Rural America has been predicted to face even fewer health insurance options by the end of this year. | Courtesy of Shutterstock
+ Regulatory
Vimbai Chikomo | Jun 6, 2016

Rural America predicted to face even fewer health insurance options

An increasing number of people living in rural America will have far fewer options for health insurance coverage under the Affordable Care Act (ACA) next year, according to the Kaiser Family Foundation.

In fact, with many insurers pulling out of non-lucrative markets, consumers in regions deemed unprofitable could have only one insurer in their area participating in the ACA exchanges -- which would kill competition.

State regulators in Alaska and Alabama predict that there will be just one insurer on the ACA exchanges throughout both states. The same is predicted for some areas in Kentucky, Tennessee, Mississippi, Arizona and Oklahoma.

The Kaiser Family Foundation estimates that more than 650 counties will have only one insurer on the exchanges next year, significantly higher than the 225 counties in 2016. Of the 650 counties, 70 percent have populations that are mostly rural.

“Rural America is becoming a medical care desert in reality,” Burton Eller, National Grange legislative director, recently told Patient Daily. “Rural hospitals are consolidating. It is kind of like years ago.”

Eller said the lack of specialty doctors and cancer clinics in rural America leaves patients in need of specialty care vulnerable, with many having to travel to facilities in urban areas 30, 40 or 50 miles away in search of treatment.

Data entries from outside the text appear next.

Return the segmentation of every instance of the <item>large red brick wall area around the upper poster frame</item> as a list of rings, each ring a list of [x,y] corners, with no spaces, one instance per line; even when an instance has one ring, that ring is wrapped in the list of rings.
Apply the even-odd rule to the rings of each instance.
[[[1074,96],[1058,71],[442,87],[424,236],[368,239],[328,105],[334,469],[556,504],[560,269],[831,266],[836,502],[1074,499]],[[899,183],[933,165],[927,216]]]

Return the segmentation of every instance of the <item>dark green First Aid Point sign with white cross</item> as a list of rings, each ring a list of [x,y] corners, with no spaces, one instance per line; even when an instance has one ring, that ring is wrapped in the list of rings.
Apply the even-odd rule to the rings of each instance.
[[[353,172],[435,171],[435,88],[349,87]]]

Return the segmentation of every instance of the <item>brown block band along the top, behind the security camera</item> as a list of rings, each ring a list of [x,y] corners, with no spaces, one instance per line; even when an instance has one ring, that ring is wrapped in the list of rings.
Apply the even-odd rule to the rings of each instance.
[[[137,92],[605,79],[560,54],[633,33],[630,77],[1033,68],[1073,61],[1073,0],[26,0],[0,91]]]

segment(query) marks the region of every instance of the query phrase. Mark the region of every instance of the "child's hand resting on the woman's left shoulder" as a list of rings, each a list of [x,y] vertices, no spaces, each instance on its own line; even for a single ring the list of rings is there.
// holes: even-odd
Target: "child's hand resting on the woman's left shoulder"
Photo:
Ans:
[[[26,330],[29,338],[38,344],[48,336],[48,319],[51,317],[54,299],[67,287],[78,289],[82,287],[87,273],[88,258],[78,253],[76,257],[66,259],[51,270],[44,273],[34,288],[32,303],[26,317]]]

“The coverage, the comparative price of many medications and treatments is up in those areas," he said. "It is basically a business -- decisions driven by business considerations, cost benefit and cost return. They bank the doctors in Minneapolis, but that doesn’t do the people in western Minnesota much good."

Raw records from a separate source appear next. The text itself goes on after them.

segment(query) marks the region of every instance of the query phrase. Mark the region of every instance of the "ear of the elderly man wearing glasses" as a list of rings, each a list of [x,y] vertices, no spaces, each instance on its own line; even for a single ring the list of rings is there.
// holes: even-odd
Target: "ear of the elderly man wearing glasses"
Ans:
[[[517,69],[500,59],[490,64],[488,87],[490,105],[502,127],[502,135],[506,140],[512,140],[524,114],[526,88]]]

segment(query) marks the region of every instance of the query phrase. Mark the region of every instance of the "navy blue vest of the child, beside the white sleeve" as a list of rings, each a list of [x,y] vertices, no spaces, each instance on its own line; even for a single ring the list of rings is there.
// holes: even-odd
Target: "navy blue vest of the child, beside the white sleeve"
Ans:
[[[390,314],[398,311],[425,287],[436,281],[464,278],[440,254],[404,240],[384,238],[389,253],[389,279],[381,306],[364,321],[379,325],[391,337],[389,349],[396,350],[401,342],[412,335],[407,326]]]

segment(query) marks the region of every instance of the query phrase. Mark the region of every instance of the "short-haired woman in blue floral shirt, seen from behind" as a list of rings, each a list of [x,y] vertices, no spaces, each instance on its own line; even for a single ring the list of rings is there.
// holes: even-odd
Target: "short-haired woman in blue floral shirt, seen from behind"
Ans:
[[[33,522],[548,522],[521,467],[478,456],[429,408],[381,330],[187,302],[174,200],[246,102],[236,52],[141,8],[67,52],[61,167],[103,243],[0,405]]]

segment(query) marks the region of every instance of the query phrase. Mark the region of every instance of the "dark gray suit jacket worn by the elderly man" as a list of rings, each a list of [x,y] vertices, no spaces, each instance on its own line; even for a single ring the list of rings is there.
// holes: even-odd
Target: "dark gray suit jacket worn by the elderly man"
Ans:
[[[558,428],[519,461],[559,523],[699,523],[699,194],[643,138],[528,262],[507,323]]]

With choices in ACA insurance plans becoming fewer and fewer each year, Eller said the country may very well end up right where it was before the health care law was enacted.

“The people that were uninsured five years ago are going to become uninsured again; not unpredictably either -- there were folks who were saying that all along," he said. "The ACA has to be paid for by some means. When you can’t pay for it, you drop out, and the people that should be covered at a decent price are going to be uncovered again.”

Earlier this year, UnitedHealth Group, the nation’s largest health insurance company, announced its plans to exit 31 of its ACA exchanges in 34 states next year due to weak enrollment and high medical costs -- an announcement Eller said was not surprising.

“There are concerns," he said. "There are a lot of folks in rural America that were signing up and on the plan. Now the plans are leaving them, and they will be back where they were before."